MD : Comment doit procéder un parent qui a un enfant atteint des TSA ?
– M.S : Il faut prendre contact avec l’association sur l’adresse «[email protected]», on pourra donc les recevoir et leur donner les informations liées au soutien psychologique. Quant à la prise en charge, c’est un peu complexe, parce que nous avons besoin de partenaires qui nous aident pour pouvoir prendre en charge le maximum des enfants, c’est vraiment question de moyens économiques.

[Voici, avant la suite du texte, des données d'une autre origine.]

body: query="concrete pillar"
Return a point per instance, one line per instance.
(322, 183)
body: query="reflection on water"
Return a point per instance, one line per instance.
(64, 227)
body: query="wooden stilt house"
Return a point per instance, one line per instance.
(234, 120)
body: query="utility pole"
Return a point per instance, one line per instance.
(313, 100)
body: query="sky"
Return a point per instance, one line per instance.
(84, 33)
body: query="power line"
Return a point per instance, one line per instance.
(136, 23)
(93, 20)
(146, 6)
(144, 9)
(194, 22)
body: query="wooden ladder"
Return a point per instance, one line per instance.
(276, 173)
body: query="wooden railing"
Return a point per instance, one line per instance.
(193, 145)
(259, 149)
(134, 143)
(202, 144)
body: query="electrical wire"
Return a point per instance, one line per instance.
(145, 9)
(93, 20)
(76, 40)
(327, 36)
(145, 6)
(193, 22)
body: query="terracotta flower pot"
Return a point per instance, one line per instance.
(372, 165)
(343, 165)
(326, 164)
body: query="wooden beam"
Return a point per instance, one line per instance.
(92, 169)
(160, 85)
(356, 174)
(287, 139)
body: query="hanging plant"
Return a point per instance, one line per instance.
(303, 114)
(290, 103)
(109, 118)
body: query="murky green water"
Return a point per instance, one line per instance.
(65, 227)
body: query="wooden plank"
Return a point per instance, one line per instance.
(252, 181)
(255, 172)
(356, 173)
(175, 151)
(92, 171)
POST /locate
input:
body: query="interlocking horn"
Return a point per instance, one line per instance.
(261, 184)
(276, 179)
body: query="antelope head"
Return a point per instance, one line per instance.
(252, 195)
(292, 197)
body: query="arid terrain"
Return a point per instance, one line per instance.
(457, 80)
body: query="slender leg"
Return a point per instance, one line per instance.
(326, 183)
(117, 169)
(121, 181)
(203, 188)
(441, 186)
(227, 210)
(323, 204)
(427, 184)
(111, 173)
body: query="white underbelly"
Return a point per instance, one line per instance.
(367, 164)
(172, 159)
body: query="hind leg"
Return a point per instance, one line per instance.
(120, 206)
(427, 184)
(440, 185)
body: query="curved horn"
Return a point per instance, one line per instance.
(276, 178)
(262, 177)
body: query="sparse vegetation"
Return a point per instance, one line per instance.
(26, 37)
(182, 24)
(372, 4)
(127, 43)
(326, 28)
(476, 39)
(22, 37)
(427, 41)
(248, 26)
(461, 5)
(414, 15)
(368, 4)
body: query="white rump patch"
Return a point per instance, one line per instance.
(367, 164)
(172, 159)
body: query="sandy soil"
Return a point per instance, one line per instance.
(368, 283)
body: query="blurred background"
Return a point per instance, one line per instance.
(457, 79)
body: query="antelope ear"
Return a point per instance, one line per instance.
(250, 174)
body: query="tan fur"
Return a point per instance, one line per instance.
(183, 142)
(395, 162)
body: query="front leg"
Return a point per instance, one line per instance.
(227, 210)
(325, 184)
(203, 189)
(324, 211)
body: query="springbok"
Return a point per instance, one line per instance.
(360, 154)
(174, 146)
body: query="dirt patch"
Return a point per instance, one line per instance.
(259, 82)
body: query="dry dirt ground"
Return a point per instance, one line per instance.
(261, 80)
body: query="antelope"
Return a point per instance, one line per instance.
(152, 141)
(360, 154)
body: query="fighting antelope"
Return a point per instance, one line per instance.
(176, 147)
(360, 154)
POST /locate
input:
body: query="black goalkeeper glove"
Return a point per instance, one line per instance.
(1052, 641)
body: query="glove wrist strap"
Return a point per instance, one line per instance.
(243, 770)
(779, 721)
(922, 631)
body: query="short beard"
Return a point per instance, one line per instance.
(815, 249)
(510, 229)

Le diagnostic d’un enfant autiste est une bombe atomique qu’on reçoit et qui perturbe la majorité des parents, mais ce qu’il faut savoir, c’est que l’autisme se traite avec un processus à long terme, il n’y a pas de solution miracle. Les solutions qui existent pour le traitement des TSA sont des prises en charge éducatives et comportementales qui sont performantes. Donc, la réponse à l’autisme est bien de l’éducation adaptée et permanente. Les parents doivent comprendre qu’ils doivent mettre en priorité leur enfant et cela demande des moyens. Ce n’est pas le fait de mettre son enfant dans une structure matin et soir qui va lui permettre d’évoluer. Il y a des familles qui pensent que tout doit leur être donné gratuitement et d’autres qui ont les moyens et qui pensent que tout est une prestation de service. Or, les parents doivent être impliqués dans la prise en charge et suivre les formations et l’application des programmes. C’est ce qu’on fait dans nos structures. Les parents ont des guidances parentales toutes les semaines et les programmes sont faits par des spécialistes, c’est ce qui fait évoluer les enfants semaine par semaine et les résultats sont probants. La souffrance des parents et leur anxiété les empêchent d’avoir la patience en fait de suivre cela. Ils veulent des réponses immédiates, alors que l’autisme est une maladie qui défie le monde entier aujourd’hui.